Icos is expecting that its 2004 net loss will exceed the loss from 2003. Excluding one-time items during the year, Icos expects its loss in 2004 to be no less than $3 a share, Mr. Nadeau said. Analysts polled by Thomson First Call (News - Websites) were looking for a loss of $1.23 a share.

"Based on the expenses associated with launching Cialis, Icos also said that it does not expect to become profitable for another two to three years," he said. "We believe that these comments will be somewhat disappointing to Wall Street."

Mr. Nadeau doesn't own Icos shares, but his firm has had an investment-banking relationship with Icos.

At about 11:30 EDT, shares of Icos were down $6.42, or 16%, to $33.07 on the Nasdaq Stock Market (News - Websites). Shares traded as low as $31.92 earlier in the session.

Merrill Lynch & Co.'s (MER) Eric Ende now expects the Lilly-Icos joint venture to lose $70 million in 2004. He had been forecasting a $12 million loss for the joint venture next year. He widened his 2004 loss expectation for Icos to $3.07 a share from $1.82 due to the higher expenses.

Mr.
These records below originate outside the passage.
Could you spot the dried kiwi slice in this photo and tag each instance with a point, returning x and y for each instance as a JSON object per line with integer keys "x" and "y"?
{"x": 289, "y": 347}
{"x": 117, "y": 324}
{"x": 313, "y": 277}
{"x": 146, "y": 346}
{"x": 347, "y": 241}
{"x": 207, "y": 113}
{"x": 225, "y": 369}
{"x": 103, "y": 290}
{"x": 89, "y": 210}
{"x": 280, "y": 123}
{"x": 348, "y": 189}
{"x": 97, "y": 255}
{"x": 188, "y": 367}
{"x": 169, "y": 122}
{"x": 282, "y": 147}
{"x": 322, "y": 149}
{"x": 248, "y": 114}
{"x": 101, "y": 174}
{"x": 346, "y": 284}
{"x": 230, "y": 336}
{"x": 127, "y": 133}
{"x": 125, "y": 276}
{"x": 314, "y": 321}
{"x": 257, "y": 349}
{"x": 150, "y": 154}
Ende isn't a shareholder, but Merrill acts as a market marker for Icos stock and the firm expects to seek or receive compensation for investment- banking activities from Icos in the next three months.

Analysts' interpretations of Cialis' performance in Europe in the second quarter varied.

"While world-wide Cialis revenue of $37.4 million beat our pre-earnings estimate of $36.6 million, we highlight that [European Union (News - Websites)] revenue of $22 million came up far short of our $35 million estimate," R.W. Baird analyst Christopher Raymond wrote in a Wednesday note, commenting on the second quarter. But he admits that his expectations may have been too high.

Mr. Raymond isn't a shareholder, but his firm has had an investment-banking relationship with the company.

Mr. Ende expected Cialis' European revenue to be $20.4 million. "Although the market penetration of Cialis in (Europe) seems impressive, there are questions as to what proportion relates to stocking, pent-up demand and internet sales," Mr. Ende wrote Wednesday.

Earlier, Icos reported a narrower second-quarter loss on higher revenue and lower operating expenses. The drug company said its second-quarter loss was $ 11.5 million, or 19 cents a share, compared with a loss of $40.4 million, or 66 cents a share.

The latest results included a one-time gain of $10 million from the sale of partnership interests.

Revenue rose nearly 22% to $26.7 million from $22 million a year ago.

Operating expenses were $30.6 million in the quarter, down from $40.1 million last year.

Lilly Icos LLC (NYSE:LLY - News), a joint venture between Icos and Eli Lilly, reported a second- quarter loss of $40.1 million, compared to a loss of $34 million a year ago. Total revenue was $25 million, consisting of $21.9 million of product sales of Cialis in Europe. Cialis was launched in Europe in the first quarter.